Of course, that’s where the problem lies. I believe that this is a book best read by people who take public transportation a lot. Maybe those people who find themselves without a book and have to resort to people watching instead. For someone like me, someone who never takes public transportation and who always has their nose buried in a book or is otherwise distracted when around people (read: introvert), I felt like this book just couldn’t resonate with me. I couldn’t understand how the stories connected with the people or what they were reading — or if they were supposed to connect with what the people looked like and what they were reading. Maybe they never were. Maybe it was all just imagination.

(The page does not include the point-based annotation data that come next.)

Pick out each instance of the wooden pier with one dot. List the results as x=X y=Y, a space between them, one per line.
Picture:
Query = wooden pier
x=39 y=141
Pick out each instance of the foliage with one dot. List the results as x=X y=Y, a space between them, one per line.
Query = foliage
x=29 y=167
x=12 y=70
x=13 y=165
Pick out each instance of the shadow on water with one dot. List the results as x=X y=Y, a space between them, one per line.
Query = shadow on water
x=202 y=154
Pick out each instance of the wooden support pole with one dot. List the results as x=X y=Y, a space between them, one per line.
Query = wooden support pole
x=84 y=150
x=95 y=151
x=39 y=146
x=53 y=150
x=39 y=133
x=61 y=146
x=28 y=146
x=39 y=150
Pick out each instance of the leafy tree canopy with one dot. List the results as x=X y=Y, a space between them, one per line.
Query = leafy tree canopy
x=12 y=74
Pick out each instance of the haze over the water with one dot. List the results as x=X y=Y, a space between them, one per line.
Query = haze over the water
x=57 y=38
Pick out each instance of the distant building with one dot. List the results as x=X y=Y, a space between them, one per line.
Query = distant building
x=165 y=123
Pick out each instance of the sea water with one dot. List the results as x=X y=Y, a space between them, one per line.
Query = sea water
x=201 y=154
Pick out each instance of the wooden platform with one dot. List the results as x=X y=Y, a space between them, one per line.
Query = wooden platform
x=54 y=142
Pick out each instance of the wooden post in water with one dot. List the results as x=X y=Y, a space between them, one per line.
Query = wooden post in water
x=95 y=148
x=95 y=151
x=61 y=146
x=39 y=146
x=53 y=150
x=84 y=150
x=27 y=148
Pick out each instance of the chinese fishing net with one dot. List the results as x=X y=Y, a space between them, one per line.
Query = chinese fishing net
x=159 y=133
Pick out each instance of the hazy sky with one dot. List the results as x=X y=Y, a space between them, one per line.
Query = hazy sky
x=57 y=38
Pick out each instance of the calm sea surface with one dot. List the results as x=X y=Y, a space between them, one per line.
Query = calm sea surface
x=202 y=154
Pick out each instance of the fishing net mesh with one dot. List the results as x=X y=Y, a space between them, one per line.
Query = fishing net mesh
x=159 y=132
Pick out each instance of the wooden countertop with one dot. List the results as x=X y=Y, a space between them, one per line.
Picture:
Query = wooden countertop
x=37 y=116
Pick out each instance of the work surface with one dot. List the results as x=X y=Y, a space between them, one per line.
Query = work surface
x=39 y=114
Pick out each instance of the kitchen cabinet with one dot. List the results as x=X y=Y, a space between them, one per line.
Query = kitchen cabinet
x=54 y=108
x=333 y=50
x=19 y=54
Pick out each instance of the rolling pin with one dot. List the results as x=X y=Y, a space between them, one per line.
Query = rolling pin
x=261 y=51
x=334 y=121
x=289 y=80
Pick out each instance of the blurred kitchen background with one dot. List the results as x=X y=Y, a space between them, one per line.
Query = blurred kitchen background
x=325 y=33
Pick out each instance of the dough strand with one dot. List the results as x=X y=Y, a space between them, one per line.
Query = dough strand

But if that was the case, why have a description of the person and what they’re reading in the first place if only during a handful of stories the fictional tale will match up with the actual reader?

I’m quite certain that some people will find this to be a gem of a book, but for me it just wasn’t. It was definitley an interesting read and I will admit that it’s a pretty little book, but I think when it comes to things like flash fiction, or very short stories, I need to know a little more background before diving in. And I need to see more connections. For me, connecting is what makes a story great — no matter the length.